Now you know how to prevent the risk of tick exposure. What happens if you still get bit by a tick? Follow these steps to remove it:

  1. Use clean, fine-tipped tweezers to grasp the tick as close to the skin’s surface as possible.
  2. Pull upward with steady, even pressure. Don’t twist or jerk the tick. Doing so could cause the mouth-arts to break off and remain in the skin. If this happens, remove the mouth parts with tweezers. If you can’t remove the mouth easily with tweezers, leave it alone and let the skin heal.
  3. Thoroughly clean the bite area and your hands with rubbing alcohol or soap and water.
  4. Never crush a tick with your fingers.
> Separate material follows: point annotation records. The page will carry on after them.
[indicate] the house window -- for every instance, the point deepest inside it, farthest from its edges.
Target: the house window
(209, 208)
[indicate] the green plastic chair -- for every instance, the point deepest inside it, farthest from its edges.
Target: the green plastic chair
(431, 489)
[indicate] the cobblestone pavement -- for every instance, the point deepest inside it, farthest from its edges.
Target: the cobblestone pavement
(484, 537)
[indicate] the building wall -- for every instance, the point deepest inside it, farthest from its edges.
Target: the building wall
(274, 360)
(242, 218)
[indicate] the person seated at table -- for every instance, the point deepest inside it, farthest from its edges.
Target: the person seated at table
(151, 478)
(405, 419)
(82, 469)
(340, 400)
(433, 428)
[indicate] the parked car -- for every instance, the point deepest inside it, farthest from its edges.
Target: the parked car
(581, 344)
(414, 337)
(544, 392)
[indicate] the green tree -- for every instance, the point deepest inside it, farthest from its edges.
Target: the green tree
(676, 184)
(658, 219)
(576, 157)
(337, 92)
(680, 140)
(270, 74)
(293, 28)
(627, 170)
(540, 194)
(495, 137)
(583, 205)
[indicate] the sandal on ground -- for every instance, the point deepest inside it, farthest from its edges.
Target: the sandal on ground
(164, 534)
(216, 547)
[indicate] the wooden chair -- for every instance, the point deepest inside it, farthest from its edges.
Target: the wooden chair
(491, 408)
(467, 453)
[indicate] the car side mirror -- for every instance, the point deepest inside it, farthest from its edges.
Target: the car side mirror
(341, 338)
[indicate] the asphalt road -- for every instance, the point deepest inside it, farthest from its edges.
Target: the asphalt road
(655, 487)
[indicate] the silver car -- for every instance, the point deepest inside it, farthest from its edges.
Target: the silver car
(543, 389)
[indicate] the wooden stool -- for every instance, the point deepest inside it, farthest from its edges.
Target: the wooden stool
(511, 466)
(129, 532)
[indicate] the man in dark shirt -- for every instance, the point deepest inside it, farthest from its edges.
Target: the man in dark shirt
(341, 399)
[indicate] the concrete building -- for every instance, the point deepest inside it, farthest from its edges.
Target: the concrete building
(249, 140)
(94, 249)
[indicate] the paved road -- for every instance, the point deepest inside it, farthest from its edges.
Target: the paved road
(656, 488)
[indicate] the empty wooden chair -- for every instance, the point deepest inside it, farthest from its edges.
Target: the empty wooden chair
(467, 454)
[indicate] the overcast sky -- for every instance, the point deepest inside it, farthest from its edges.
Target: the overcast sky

Dispose of a live tick by putting it in alcohol, placing it in a sealed bag or container, wrapping it tightly in tape or flushing in down the toilet

If you’re bit by a tick, it’s important to know the symptoms of tickborne illness. All tickborne illness can cause fever. It can also cause headache, fatigue, muscle aches and rashes. Tell your healthcare provider what your symptoms are and the geographic region you were bitten in.

Ticks can detect your body heat, breath, body odor and vibrations. They often sit on leaves in well-used paths to quickly climb on to you as you pass by. They start the feeding process by grasping onto your skin and cutting into the surface. Many species secrete a cement-like substance that keeps them firmly attached to you. They insert a feeding tube with barbs on it to begin feeding. Their saliva also has anesthetic properties that keep you from feeling when the tick has attached itself.